A C-Terminally Encoded Peptide, MeCEP6, Promotes Nitrate Uptake in Cassava Roots

Plants 2025, 14(8), 1264; https://doi.org/10.3390/plants14081264
by Fabao Lu 1,2, Xiuning Wang 1,2, Bo Liu 1,2, Hongxin Lin 3, Li Ai 1,2, Weitao Mai 1,2, Xiaochen Liu 1,2, Huaifang Zhang 1,2, Jinling Zhao 1,2, Luqman Khan 1, Wenquan Wang 1, Changying Zeng 1,* and Xin Chen 1,2,4,*
Reviewer 1: Anonymous
Reviewer 2: Anonymous
Plants 2025, 14(8), 1264; https://doi.org/10.3390/plants14081264
Submission received: 4 March 2025 / Revised: 28 March 2025 / Accepted: 14 April 2025 / Published: 21 April 2025
(This article belongs to the Special Issue Advances in Plant Nutrition Responses and Stress)

Round 1

Reviewer 1 Report

Comments and Suggestions for Authors

You need to better define the N level of the control.  Is it truly no N or some other level.
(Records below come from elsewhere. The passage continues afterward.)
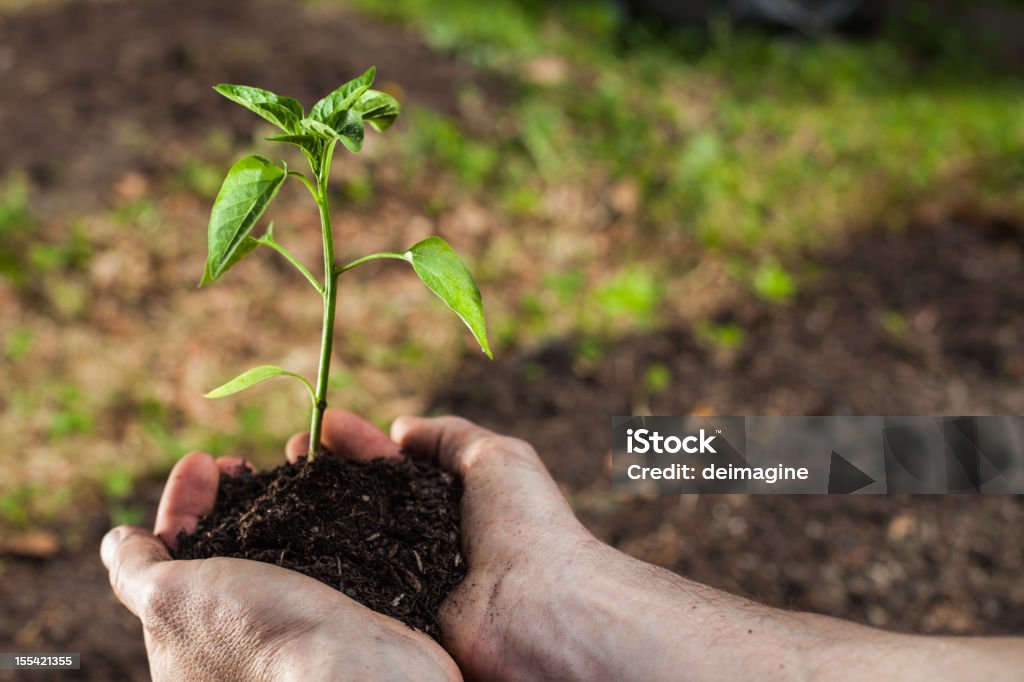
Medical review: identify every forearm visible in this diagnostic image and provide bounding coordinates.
[508,546,1024,682]
[512,547,809,680]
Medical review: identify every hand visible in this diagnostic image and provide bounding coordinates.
[391,417,1024,680]
[100,411,461,681]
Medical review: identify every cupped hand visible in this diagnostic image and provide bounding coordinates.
[100,411,461,680]
[391,417,602,680]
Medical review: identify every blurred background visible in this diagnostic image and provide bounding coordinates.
[0,0,1024,680]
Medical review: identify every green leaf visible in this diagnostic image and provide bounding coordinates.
[402,237,494,358]
[299,118,338,142]
[330,109,364,154]
[299,109,362,152]
[200,156,288,287]
[309,67,377,123]
[213,83,305,133]
[352,90,401,132]
[204,365,316,402]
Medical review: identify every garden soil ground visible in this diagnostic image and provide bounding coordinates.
[174,453,466,641]
[0,215,1024,679]
[0,0,1024,680]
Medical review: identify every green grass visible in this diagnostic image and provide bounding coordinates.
[353,0,1024,252]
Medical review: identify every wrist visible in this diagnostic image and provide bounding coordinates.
[506,541,808,680]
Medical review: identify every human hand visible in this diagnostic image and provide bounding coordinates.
[286,411,598,679]
[391,417,1024,680]
[100,411,461,681]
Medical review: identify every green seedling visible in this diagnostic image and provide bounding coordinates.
[200,67,492,460]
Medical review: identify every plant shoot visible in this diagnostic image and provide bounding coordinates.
[200,67,492,459]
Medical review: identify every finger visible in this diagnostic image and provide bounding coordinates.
[217,455,256,478]
[285,431,309,464]
[391,417,583,544]
[154,453,220,551]
[99,525,171,615]
[391,417,505,476]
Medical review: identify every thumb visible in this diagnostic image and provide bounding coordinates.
[99,525,171,616]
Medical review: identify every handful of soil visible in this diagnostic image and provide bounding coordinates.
[175,452,466,640]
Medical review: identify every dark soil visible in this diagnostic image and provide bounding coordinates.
[176,453,466,641]
[432,219,1024,634]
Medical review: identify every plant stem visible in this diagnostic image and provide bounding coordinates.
[307,142,338,461]
[334,251,409,275]
[256,235,324,296]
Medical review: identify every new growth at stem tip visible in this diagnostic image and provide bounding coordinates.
[200,67,493,459]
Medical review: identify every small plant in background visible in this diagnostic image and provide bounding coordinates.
[201,67,492,460]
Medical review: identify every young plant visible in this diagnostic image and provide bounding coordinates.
[200,67,492,459]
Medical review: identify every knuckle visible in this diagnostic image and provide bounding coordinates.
[463,431,538,468]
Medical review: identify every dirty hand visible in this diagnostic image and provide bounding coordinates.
[100,413,461,682]
[391,417,1024,681]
What conditions were used for the different tissues searching the CEP expression in figure 2?  Was the tissue in Figure 2B roots or whole plants?  There is also no mention of this in the methods section.  This needs to be added.

Can you make a figure later on in the paper to show the different genes identified in the Y1H which bind the CEP6 promoter in response to the earlier expression data from figure 2.  This might show that the genes are expressed in the same tissues or a greater understanding of how the pathway is working.  It says it is in the suppl. files but I can not find this file.

I am a little lost on the mechanism.  So how does a gene indued by low N in the roots lead to less root growth.  Should not the opposite be true that the CEP should increase root growth under low N conditions?  I am not sure why an upregulation of auxin and N regulated genes is changing in response to a protein that inhibits growth.  

 

Comments on the Quality of English Language

Lines 53-56 is an example of the issues with clarity. 

Author Response

Please find the response enclosed in the attached pdf.

Author Response File: Author Response.pdf

Reviewer 2 Report

Comments and Suggestions for Authors

The manuscript describes the properties of CEP genes in cassava, characterized by various methods. The work is meaningful. but interpretation of results is not always precise, and description of most methods are incomplete.

Issues in Results:

- Figure 2 A&B: color code is not fully resolved

- Most text in caption for Figure 2 is to be placed in Materials and methods

- Figure 3 D and E and corresponding description in the text: Nitrate content needs to be replaced by nitrate concentration of the tissues, according to the dimension indicated in the Figure.
Description of results in lines 185 – 188 conflicts with Figure 3, as according to the Figure only nitrate concentration of the shoot increased significantly by co-application CEP6.

- Legend for Figure 3 B-C gives reversed order

- line 210            probably “after 2 days”

- Figure 4 E and F and corresponding description in line 220-221: Nitrate content needs to be replaced by nitrate concentration of the tissues, according to the dimension indicated in Figure E/F. It may be emphasized that this value increased, while total amount of nitrate did not.

- lines 266-267
“MeWRKY65 and MeWRKY70, exhibited relatively higher expression levels in the adventitious roots and root tips, respectively”   Refer to supporting data, if appropriet.

Issues in Materials and methods:

This part is presented weakly, important descriptions are missing all along.

Section 4.2       cDNA is not extracted. Please give details of RNA isolation, cDNA synthesis, RT-PCR and cloning. Was the sequence verified? What were the sequences of “detection primers” ?

Section 4.3       How 15 days hydroponic cultivation was performed? Any changes of medium, aeration, etc?
I could not interpret the sentence: “The top buds of transgenic seedlings ..”. What does it refers to?

Section 4.4       Which actin gene of cassava served as internal control? How its use can be justified?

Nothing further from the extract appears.